In saying that I wish to thank my father, Bryan, and mother, Elaine, and my five brothers, Paul, David, Stephen, Tim and Andrew, who have joined me for this occasion. You have all helped me become the person I am today. Time prevents me from mentioning the others of you who have been great friends and who have travelled here, at great expense. Thank you all for your enduring support in every aspect of my life.
There is one person who cannot be here today, but whom I would like to mention in closing. I never met my uncle Robert, and he never met his daughter. My mother's brother died seven months before the end of the Second World War, 17 years before I was born. But he, and the thousands like him who sacrificed their lives in the defence of our nation and our ideals, were a strong presence in our lives through the impact their loss had on the ones they left behind. They were known by the sudden or unexplained tears in the eyes of our loved ones, the silences in conversations, their unfilled jobs in local towns or on farms and in the loneliness of women who never married or remarried. We felt them in the way our parents looked to instil in their children not only respect and tolerance but the importance of hard work, diligence and, importantly, service to the community. We looked to their example while our parents worked hard to ensure that such sacrifices would never again be demanded of an entire generation.

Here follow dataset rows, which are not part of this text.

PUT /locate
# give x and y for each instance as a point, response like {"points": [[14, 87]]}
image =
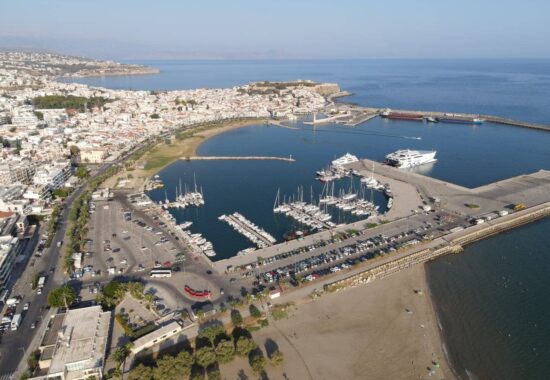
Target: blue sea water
{"points": [[492, 299]]}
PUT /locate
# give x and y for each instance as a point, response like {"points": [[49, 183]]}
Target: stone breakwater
{"points": [[447, 246]]}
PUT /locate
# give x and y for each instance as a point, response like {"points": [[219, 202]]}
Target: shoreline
{"points": [[392, 332], [167, 154]]}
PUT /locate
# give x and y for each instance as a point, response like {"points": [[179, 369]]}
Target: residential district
{"points": [[54, 134], [99, 281]]}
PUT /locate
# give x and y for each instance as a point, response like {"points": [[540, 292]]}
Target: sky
{"points": [[305, 29]]}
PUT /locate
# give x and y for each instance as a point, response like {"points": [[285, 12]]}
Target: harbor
{"points": [[414, 194], [246, 158], [255, 234], [354, 115]]}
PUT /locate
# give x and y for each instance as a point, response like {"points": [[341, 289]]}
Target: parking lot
{"points": [[119, 243], [346, 250]]}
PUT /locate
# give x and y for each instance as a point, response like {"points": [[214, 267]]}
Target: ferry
{"points": [[407, 158], [344, 160]]}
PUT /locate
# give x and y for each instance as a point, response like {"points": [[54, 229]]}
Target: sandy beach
{"points": [[164, 154], [360, 333]]}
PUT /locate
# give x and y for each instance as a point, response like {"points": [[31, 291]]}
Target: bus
{"points": [[161, 273]]}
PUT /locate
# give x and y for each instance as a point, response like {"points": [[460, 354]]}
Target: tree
{"points": [[81, 172], [277, 358], [61, 297], [141, 372], [254, 311], [236, 317], [257, 360], [213, 372], [244, 346], [32, 360], [120, 354], [60, 193], [197, 373], [205, 356], [170, 368], [225, 351], [185, 359], [211, 331]]}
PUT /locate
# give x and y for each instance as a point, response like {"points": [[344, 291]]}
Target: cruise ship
{"points": [[345, 159], [409, 158]]}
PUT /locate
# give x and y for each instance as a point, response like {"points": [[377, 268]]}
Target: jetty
{"points": [[325, 120], [467, 215], [251, 231], [360, 118], [243, 158], [487, 118]]}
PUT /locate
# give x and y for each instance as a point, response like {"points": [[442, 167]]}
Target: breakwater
{"points": [[270, 158], [451, 244], [488, 118]]}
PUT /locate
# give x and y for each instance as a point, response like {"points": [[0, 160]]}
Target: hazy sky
{"points": [[122, 29]]}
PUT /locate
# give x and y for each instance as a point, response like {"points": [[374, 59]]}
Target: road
{"points": [[15, 346]]}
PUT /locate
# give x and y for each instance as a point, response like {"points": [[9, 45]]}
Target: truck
{"points": [[519, 206], [15, 322], [13, 301], [41, 282]]}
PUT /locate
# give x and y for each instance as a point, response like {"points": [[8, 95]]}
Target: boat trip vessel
{"points": [[407, 158]]}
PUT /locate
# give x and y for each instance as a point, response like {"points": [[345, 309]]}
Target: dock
{"points": [[330, 119], [361, 118], [249, 230], [412, 192], [488, 118], [238, 158]]}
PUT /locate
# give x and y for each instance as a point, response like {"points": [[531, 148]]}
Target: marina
{"points": [[470, 156], [251, 231]]}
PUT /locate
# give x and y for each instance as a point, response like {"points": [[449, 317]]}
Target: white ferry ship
{"points": [[407, 158], [345, 159]]}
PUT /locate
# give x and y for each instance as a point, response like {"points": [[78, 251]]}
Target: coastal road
{"points": [[15, 346]]}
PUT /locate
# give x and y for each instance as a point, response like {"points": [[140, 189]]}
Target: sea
{"points": [[491, 300]]}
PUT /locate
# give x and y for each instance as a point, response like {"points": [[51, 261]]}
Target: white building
{"points": [[93, 155], [53, 175], [16, 171], [75, 345]]}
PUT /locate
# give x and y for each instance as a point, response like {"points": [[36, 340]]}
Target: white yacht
{"points": [[407, 158], [345, 159]]}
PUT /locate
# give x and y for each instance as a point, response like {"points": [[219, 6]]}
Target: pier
{"points": [[237, 158], [478, 213], [251, 231], [325, 120], [360, 119]]}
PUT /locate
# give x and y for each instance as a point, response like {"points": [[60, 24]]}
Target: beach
{"points": [[360, 333]]}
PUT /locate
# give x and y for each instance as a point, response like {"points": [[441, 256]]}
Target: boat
{"points": [[344, 160], [407, 158], [185, 225], [388, 114]]}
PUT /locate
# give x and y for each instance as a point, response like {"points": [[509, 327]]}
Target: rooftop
{"points": [[81, 341]]}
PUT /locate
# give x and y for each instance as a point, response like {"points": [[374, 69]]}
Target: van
{"points": [[15, 322]]}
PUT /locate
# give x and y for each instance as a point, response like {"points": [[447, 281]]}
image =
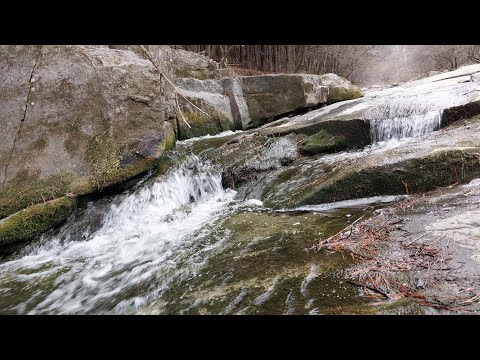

In my family, as in so many others, it was the sacrifice of one generation for the betterment of the next. Reciprocated was the promise to remember and honour that sacrifice, and to build a nation worthy of it. We must continue this promise as thousands of our young men and women today serve in our name.
Australians have proven time and time again how resilient they are and have shown their willingness to make great sacrifices for our nation. We must take responsibility for our actions, persist in the face of adversity and overcome the lure of short-term political fixes in order to make decisions that are in the long term interests of our nation. I will endeavour to prove that I am up to the job of honouring my uncle Bob and those like him through my work representing South of Australia in this place.